The key calculation for a good property should be in the black after deducting the principal amount, interest, tax and insurance (PITI) from the annual rental income.
Here is a list of a number of questions that you should consider for any property that you are interested in:
• What is the property’s current use?
• What can or can’t the property be used for?
• What rental income does the property generate on an annual basis?
• What kind of property taxes does it incur?
• Are there any repairs and replacements pending or will be needed soon on the property?
• Why is the property being sold by its current owner?
• What is the property’s current environment and are there any major changes expected soon?
4. Seek Expert Help
The process of buying commercial property is often a complex process and expert opinion can help in some important steps and make the entire process much easier. The experts to hire and their expertise will largely depend on the type of property that you are going to buy.
You might need to get a commercial real estate lawyer, an accountant, a commercial realtor, as well as a mortgage broker. For complicated properties, you might require the services of a tax expert, lawyers, accountants, appraisers, environmental specialists, engineers and notaries.
There are a number of things that you can research and do on your own , but it does not hurt to get an expert and for the amount of investment you are about to make, it is always advisable to do so.
5. Determine Your Financing
Like most people, you will most likely require some sort of financing for your property. Whether you are seeking help from banks, home mortgage companies or credit unions, you will need to determine what kind of credit you have, what you can get and the interest it accrues.
In a case where these traditional methods of financing do not apply to you, there are always alternative methods of financing or purchasing a property. You should be familiar with terms such as subject-to, seller carry-back, lease options and second mortgages.
6. Upon the Approval of your Lawyer, Make an Offer.
Never sign any documents without the consent of your lawyer. Your lawyer will guide you through signing your letter of intent, and any contracts involved in the entire process. The letter of intent generally highlights the terms of the transactions and it is not normally a binding agreement. Your lawyer should explain in detail the particulars of all written agreements so that you are fully aware of you rights and obligations during, before and after the tenure of the contract.
7. Escrow and Due Diligence
This is where an actual transaction takes place and things get a bit more real. You might require to order an American Land Title Association Order which is used as part of the due diligence. This survey provides vital property information regarding building locations, boundary lines, improvements and easement identifications (These are the access rights by utility and service companies such as telephone, gas, water, railway, etc).
Some transaction use the services of an escrow officer who acts as an unbiased third party to oversee the transaction. An escrow officer ensures all parties and protected during the transaction and helps with the transfer of funds and deeds.
The documents that will be included in the final closing escrow may include the title affidavit, a quitclaim deed, bill of sale, a non-foreign affidavit, assignment and sale of contracts, supplier guarantees and warranties.

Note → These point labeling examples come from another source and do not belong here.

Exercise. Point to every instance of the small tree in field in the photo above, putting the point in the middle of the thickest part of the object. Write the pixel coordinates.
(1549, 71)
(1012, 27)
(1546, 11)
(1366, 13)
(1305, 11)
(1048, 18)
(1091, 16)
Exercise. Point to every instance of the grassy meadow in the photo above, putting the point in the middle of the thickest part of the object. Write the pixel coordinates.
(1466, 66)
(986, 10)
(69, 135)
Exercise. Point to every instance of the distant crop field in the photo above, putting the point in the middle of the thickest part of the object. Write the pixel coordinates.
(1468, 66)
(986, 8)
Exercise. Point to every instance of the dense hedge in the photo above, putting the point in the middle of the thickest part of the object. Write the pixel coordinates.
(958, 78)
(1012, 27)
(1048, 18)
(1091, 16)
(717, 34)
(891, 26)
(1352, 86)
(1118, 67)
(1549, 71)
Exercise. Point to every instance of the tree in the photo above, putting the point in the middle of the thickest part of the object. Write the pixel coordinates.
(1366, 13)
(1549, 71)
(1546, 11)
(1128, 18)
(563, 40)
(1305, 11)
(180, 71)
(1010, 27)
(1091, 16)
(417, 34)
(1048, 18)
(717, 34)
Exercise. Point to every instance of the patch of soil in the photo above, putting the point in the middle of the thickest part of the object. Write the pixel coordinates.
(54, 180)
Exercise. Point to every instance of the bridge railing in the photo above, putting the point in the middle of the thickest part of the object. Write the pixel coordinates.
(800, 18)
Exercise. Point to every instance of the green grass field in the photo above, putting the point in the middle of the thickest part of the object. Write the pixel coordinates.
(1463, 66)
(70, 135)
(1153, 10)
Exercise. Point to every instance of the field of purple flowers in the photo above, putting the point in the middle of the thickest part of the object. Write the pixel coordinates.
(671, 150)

As the buyer of a commercial property, you should observe due diligence in due time in ensuring that all property documentation is correct and up to date. Triple check everything about the property including utility and service contracts, environment reports, surveys, rent rolls, restrictions, covenants, etc. In case of any disparity with what the seller initially promised or stated about the contract, you have the right to cancel the transfer of funds.
Following these steps can make the process of buying a commercial real estate property much easier and smoother.